Don’t expect video streaming to be the point—e‑ink isn’t built to do that—but faster networks let app installs, dictionary downloads, and news sync happen snappily. This isn’t the first time cellular has met e-paper (Hisense shipped 5G e‑ink phones in China), but it’s unusual in a device whose chief purpose is reading. With GSMA predicting billions of 5G connects worldwide, coverage is becoming more of an assumption, not an extra.

Battery life and trade‑offs

BOOX says it’s good for multiday endurance even with the move to color and cellular. That makes sense: e‑ink only uses power during refreshes, and most reading is static. The cellular radio can be turned off or set to background sync, keeping that “charge it every few days” rhythm that makes these devices so liberating when compared with OLED phones.

Early units have very sensible software controls: buttons for display refresh toggles, performance modes for scrolling-rhythm apps, the fine-grained front-light adjustments that BOOX fans anticipate. And yes, microSD support is still a standout—space for a real pocket library at a time when plenty of phones have put expandable storage on the chopping block.

Specs and price: what to watch

We don’t yet know its final specs, but the main questions are obvious: the color of E Ink generation, how bright and uniform the front light is, what chip and RAM combination power Android smoothly and are we getting eSIM or physical SIM. Based on BOOX’s newest color devices the panels do, after all, seem to have a calibrated front light and refined refresh algorithms in the works.
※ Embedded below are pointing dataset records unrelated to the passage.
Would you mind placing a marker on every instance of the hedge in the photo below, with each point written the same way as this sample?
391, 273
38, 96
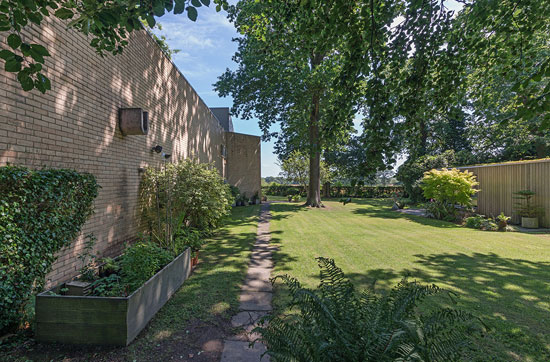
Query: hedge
41, 211
336, 191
Pricing will be closely watched. Previous Palma models have come in under $300; colorful options and 5G might push this one a bit higher. If BOOX can keep it in or around that price range, it presents a solid option to tiny tablets and stripped-down phones for those who prioritize reading.

Who is it for?

Readers who seek a no-frills device with the right amount of phone DNA should find a sweet spot in this product. It’s for commuters, students and readers who are multilingual and derive the most from it: color for educational materials; instant downloads on the go; and an app ecosystem that evolved to niche workflows. There’s always the option to buy a Wi‑Fi-only as to impose limits, all the more but even more humanity has just been thrown into the mix and the rest of you can now also enjoy a little bit of flexibility without losing the peacefulness of e‑ink.

If execution is anything like the promise, the Palma Color will be a few steps away from replacing your smartphone — it could be the first e-reader that makes you feel like you need to leave your smartphone in your pocket a lot more often.

Bill Thompson
ByBill Thompson
Bill Thompson is a veteran technology columnist and digital culture analyst with decades of experience reporting on the intersection of media, society, and the internet. His commentary has been featured across major publications and global broadcasters. Known for exploring the social impact of digital transformation, Bill writes with a focus on ethics, innovation, and the future of information.